Phil Klein at AmSpec points out that the Obama administration has today issued its first set of “medical loss ratio” regulations per the Affordable Care Act. The regulations fix the share of premiums insurance companies must spend on medical care (as opposed to overhead), and are at the center of debates — most notably at McDonald’s — about whether businesses can continue to offer cheap, basic plans for lower-wage workers. Now that the regulations are in place, expect to see a lot more firms looking at leaving the individual market all together.

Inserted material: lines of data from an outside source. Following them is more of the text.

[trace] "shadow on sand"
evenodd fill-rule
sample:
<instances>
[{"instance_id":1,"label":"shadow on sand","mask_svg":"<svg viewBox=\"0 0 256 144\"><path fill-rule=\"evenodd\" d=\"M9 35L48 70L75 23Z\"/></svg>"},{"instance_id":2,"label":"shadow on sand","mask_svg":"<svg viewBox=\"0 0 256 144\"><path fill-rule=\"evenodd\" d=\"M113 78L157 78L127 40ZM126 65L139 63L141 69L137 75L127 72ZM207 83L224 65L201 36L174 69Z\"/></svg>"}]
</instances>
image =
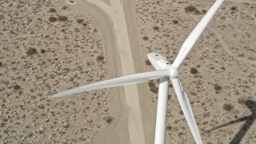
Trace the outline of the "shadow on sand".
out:
<instances>
[{"instance_id":1,"label":"shadow on sand","mask_svg":"<svg viewBox=\"0 0 256 144\"><path fill-rule=\"evenodd\" d=\"M236 144L240 143L242 138L246 135L246 132L249 130L250 127L253 125L254 122L256 119L256 102L252 100L247 100L245 102L245 105L250 109L251 114L249 116L246 116L241 118L238 118L234 121L231 121L227 123L224 123L219 126L217 126L214 129L211 129L208 131L214 130L224 126L227 126L232 124L235 124L240 122L246 121L245 123L241 127L240 130L238 132L238 134L235 134L234 138L232 139L232 141L230 142L230 144Z\"/></svg>"}]
</instances>

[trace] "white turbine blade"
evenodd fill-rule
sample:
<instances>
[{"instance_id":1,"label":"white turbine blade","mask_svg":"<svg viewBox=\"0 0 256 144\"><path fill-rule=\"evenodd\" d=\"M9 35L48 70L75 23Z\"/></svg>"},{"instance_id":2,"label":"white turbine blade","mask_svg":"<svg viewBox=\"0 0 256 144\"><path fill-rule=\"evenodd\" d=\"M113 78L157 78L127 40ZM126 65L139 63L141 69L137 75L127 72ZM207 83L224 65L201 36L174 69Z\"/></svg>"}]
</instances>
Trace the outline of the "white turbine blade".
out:
<instances>
[{"instance_id":1,"label":"white turbine blade","mask_svg":"<svg viewBox=\"0 0 256 144\"><path fill-rule=\"evenodd\" d=\"M166 143L169 78L160 78L154 143Z\"/></svg>"},{"instance_id":2,"label":"white turbine blade","mask_svg":"<svg viewBox=\"0 0 256 144\"><path fill-rule=\"evenodd\" d=\"M187 54L190 53L198 39L199 38L200 35L206 29L206 26L212 19L222 3L224 0L216 0L214 5L209 9L206 15L201 19L198 24L195 26L190 34L184 42L176 59L174 60L172 66L178 69L182 62L184 61Z\"/></svg>"},{"instance_id":3,"label":"white turbine blade","mask_svg":"<svg viewBox=\"0 0 256 144\"><path fill-rule=\"evenodd\" d=\"M187 98L187 95L186 92L184 91L182 84L178 79L178 78L174 78L170 79L173 86L174 88L174 90L176 92L178 100L181 105L181 107L182 109L183 114L186 117L186 119L189 124L189 126L190 128L190 130L192 132L193 137L196 142L197 144L202 144L201 136L197 126L197 124L195 122L194 114L192 112L192 109L189 102L189 99Z\"/></svg>"},{"instance_id":4,"label":"white turbine blade","mask_svg":"<svg viewBox=\"0 0 256 144\"><path fill-rule=\"evenodd\" d=\"M156 71L150 71L146 73L140 73L133 75L124 76L121 78L113 78L110 80L106 80L99 82L95 82L63 92L57 93L50 96L50 98L55 98L58 97L64 97L73 94L77 94L83 91L89 91L92 90L98 90L107 87L114 87L118 86L141 83L146 82L150 79L156 79L162 77L166 77L169 75L168 70L162 70Z\"/></svg>"}]
</instances>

And of course, the regulations themselves are the product of political sleight of hand:
. . . [I]t’s no accident that the requirements were set at 85 percent [for large companies] and 80 percent [for smaller companies]. Last December, the Congressional Budget Office issued a memo saying that if the requirements were set any higher than that, health insurers would have to be considered part of the federal budget — driving up the cost estimate of ObamaCare. As the CBO put it, referencing proposals for even more stringent requirements, “this further expansion of the federal government’s role in the health insurance market would make such insurance an essentially governmental program, so that all payments related to health insurance policies should be recorded as cash flows in the federal budget.” At the time, the Cato Institute’s Michael Cannon pointed to the memo as a “smoking gun,” revealing that Democrats had deliberately hidden the true cost of ObamaCare by making sure the CBO wouldn’t factor in the cost of the private sector mandates imposed by the legislation.